Collecting terms in mathematica

[dimwatt]

I have an integrand with a handful of terms, and some of them have poles in the denominator of the form (x+c) (but not all). There are three poles in total, and I want to collect all the terms according to each pole individually (eg all the terms with (x-1) in the denominator, (x-5), etc.)

How could I do this? I tried using collect just to see if mathematica would make any rearrangements at all, but I'm not having much luck with it.

 

[Bill Simpson]

Without an example of what you have or what you have tried it is difficult to guess what to say.

Is this anything like what you want to do?

In[1]:= Collect[4/(x-g) + (a+b^2)/(x-f) + 2 q/(x-f) - 5/(x-f) - c/(x-g), {1/(x-f), 1/(x-g)}]

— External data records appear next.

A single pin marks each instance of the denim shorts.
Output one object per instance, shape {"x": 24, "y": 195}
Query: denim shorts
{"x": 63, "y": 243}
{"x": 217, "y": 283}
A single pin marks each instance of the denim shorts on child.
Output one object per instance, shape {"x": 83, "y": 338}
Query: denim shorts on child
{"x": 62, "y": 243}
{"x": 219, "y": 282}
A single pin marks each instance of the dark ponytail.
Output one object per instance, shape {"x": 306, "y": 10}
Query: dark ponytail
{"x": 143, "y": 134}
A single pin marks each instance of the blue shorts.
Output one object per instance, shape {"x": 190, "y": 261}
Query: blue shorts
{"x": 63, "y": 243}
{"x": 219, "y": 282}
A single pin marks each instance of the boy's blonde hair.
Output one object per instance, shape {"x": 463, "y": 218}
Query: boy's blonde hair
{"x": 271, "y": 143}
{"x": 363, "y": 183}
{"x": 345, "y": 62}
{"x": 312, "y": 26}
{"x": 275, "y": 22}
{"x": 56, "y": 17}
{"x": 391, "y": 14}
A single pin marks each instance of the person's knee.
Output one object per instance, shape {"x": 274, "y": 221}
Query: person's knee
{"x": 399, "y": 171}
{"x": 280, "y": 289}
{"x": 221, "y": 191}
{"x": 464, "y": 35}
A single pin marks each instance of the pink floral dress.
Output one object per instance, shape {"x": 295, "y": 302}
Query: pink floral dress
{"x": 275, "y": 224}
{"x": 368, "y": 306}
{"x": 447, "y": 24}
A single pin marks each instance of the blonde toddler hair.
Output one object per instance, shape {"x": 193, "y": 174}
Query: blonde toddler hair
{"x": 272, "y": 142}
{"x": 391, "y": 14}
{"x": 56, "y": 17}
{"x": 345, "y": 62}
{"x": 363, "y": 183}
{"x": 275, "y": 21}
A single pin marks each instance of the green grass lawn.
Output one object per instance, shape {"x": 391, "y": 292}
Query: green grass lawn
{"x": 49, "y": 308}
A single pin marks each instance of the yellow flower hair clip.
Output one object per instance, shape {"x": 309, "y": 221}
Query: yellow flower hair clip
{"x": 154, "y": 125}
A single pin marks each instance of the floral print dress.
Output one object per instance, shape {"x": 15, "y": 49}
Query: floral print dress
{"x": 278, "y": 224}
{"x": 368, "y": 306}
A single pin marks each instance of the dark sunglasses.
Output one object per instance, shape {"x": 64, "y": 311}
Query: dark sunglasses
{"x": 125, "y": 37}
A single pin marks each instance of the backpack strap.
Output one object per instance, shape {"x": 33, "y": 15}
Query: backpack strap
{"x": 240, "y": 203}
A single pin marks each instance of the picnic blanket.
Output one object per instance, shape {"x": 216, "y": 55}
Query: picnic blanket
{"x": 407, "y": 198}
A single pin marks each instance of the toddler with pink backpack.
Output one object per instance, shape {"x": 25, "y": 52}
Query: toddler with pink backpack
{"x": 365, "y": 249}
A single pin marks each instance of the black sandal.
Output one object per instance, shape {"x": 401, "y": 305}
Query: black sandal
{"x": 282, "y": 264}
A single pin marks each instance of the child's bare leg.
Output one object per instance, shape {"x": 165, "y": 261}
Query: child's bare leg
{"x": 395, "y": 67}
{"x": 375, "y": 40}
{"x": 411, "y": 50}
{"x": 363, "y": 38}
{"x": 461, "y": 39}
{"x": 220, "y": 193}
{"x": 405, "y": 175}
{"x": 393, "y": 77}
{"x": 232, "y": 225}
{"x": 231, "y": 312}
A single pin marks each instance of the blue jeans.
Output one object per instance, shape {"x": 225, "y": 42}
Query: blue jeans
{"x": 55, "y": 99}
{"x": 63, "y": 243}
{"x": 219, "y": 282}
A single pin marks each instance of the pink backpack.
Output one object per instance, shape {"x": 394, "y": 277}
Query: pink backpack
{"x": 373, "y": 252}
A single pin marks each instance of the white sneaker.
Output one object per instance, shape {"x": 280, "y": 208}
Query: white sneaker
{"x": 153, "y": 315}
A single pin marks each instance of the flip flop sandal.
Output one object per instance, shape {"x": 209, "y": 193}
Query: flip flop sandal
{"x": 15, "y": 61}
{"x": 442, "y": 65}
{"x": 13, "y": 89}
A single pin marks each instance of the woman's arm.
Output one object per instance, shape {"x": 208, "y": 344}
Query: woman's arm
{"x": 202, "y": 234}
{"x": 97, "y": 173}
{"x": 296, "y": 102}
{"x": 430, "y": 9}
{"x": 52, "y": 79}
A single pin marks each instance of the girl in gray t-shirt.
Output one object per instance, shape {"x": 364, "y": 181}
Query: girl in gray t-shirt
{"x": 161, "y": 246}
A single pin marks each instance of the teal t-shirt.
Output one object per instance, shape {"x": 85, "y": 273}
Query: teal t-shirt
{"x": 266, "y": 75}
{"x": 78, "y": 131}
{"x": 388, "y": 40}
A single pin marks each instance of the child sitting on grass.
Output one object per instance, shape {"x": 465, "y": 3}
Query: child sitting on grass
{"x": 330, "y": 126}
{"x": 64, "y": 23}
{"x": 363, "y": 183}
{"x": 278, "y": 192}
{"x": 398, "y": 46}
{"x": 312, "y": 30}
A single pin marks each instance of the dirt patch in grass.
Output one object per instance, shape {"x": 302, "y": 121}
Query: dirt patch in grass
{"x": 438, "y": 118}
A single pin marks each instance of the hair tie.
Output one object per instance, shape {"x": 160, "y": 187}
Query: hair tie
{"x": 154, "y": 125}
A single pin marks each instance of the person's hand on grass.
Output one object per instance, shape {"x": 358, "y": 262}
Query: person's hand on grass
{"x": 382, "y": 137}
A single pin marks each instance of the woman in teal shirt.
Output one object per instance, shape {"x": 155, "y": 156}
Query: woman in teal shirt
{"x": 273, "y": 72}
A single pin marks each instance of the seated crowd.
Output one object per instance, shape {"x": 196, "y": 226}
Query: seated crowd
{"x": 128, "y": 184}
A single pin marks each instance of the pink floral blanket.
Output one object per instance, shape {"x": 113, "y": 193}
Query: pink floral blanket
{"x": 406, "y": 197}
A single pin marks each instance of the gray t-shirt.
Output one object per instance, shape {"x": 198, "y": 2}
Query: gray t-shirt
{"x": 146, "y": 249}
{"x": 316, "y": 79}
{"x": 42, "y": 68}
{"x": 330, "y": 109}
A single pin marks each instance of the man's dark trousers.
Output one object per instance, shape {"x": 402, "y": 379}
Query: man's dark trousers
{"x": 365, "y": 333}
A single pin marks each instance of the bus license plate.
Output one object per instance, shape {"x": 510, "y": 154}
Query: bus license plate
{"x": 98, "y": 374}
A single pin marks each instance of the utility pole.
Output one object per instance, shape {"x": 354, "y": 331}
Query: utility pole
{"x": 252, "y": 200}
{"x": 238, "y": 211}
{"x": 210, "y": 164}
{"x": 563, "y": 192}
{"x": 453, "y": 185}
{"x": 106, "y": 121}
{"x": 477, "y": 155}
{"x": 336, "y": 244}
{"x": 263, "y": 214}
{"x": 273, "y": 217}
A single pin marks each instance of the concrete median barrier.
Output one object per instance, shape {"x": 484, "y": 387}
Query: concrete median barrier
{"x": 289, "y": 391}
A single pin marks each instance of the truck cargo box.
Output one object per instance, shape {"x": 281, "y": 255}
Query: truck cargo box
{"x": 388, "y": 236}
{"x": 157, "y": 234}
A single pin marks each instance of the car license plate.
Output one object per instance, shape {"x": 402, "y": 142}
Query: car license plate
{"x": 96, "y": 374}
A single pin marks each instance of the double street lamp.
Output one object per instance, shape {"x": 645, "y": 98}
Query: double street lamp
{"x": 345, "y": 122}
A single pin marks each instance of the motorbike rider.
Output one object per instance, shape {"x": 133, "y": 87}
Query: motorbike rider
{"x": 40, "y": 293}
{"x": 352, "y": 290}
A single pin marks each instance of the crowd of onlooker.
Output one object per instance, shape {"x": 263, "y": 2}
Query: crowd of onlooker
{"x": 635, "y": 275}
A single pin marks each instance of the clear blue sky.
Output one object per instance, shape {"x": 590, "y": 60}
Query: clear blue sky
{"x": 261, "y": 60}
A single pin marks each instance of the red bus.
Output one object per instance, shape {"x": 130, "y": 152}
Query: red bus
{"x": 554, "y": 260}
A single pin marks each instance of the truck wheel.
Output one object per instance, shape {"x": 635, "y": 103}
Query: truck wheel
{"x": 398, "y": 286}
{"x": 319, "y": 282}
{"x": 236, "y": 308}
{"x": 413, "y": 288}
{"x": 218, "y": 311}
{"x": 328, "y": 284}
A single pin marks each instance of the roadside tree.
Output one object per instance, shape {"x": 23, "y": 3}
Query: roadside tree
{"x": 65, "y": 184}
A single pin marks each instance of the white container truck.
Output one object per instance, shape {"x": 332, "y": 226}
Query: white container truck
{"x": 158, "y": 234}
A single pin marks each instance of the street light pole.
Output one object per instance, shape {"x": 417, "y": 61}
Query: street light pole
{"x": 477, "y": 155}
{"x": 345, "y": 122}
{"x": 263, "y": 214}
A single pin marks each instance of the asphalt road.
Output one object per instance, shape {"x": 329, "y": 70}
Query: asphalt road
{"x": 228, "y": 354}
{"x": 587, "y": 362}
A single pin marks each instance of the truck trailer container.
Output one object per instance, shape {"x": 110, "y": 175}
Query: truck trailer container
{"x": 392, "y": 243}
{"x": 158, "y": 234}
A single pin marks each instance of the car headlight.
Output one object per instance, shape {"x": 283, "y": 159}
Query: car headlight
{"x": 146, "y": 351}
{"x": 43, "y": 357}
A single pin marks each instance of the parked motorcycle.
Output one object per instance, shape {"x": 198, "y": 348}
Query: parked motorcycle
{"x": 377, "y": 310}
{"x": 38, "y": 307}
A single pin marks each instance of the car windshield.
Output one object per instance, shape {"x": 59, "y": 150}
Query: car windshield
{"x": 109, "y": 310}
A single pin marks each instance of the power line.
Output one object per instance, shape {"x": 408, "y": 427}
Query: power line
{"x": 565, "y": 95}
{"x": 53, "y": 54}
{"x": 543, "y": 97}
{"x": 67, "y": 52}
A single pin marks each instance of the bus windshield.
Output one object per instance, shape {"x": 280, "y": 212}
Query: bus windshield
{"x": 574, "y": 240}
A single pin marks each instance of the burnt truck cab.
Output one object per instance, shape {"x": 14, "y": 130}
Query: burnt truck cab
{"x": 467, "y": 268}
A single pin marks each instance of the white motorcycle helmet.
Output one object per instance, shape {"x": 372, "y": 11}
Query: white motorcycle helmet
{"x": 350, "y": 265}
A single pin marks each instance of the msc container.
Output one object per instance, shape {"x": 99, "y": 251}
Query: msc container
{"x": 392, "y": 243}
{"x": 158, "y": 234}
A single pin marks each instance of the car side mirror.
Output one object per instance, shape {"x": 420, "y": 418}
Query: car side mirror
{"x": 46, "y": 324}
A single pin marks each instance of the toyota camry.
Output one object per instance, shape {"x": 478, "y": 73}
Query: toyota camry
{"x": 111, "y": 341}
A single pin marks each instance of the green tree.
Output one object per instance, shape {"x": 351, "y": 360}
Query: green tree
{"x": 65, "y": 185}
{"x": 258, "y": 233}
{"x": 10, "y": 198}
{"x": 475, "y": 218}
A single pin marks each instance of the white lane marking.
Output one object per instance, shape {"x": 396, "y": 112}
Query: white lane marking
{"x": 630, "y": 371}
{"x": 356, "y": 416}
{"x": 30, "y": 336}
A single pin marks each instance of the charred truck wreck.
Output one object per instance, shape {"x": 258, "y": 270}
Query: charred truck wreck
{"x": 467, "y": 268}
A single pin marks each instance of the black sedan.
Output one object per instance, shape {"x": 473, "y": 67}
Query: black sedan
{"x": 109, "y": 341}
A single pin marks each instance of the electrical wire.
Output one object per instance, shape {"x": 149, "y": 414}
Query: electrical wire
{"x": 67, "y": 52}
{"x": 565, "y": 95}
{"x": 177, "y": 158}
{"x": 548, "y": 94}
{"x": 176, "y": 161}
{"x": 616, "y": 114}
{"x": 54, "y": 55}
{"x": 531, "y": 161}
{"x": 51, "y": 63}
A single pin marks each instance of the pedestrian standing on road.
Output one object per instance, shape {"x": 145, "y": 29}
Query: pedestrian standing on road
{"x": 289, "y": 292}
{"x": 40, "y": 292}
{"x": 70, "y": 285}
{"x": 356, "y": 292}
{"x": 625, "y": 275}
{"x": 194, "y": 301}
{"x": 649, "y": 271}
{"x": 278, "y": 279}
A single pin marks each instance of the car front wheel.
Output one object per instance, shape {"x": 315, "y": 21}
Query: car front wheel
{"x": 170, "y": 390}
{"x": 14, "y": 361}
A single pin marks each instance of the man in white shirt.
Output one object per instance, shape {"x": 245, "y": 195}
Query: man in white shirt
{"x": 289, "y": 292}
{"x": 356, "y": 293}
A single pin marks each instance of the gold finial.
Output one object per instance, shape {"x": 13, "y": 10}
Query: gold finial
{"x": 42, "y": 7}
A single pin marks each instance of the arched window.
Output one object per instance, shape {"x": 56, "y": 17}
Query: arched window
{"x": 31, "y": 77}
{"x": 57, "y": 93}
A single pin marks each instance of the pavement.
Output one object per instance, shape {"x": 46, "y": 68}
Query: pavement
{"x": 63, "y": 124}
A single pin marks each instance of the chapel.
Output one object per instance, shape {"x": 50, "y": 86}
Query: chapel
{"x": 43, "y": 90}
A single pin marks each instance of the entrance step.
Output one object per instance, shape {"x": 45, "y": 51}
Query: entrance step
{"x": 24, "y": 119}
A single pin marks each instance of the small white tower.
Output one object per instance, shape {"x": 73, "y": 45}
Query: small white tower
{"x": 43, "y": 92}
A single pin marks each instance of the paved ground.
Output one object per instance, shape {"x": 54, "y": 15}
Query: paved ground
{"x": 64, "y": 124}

Out[1]= (-5 + a + b^2 + 2 q)/(-f + x) + (4 - c)/(-g + x)

 

[dimwatt]

Hi Bill!

Sorry I should have been much more specific. Each term in my expression involves several products in their denominators, and of those terms, some of them have poles like (x-1) and (y-1) and sometimes both, like N/(x+1)(y+1)(x-1)... for example (this is a multi-dimensional integral). I'm a bit new to mathematica so my terminology or descriptions might be a bit weird.. but basically I have the expression in list form, and I found that, e.g.,

Select[expr, MemberQ[#[[2]], (-1 + x)] &]

(the [[2]] is just a detail regarding the arrangement of the list) picks out the terms I was looking for. Thanks!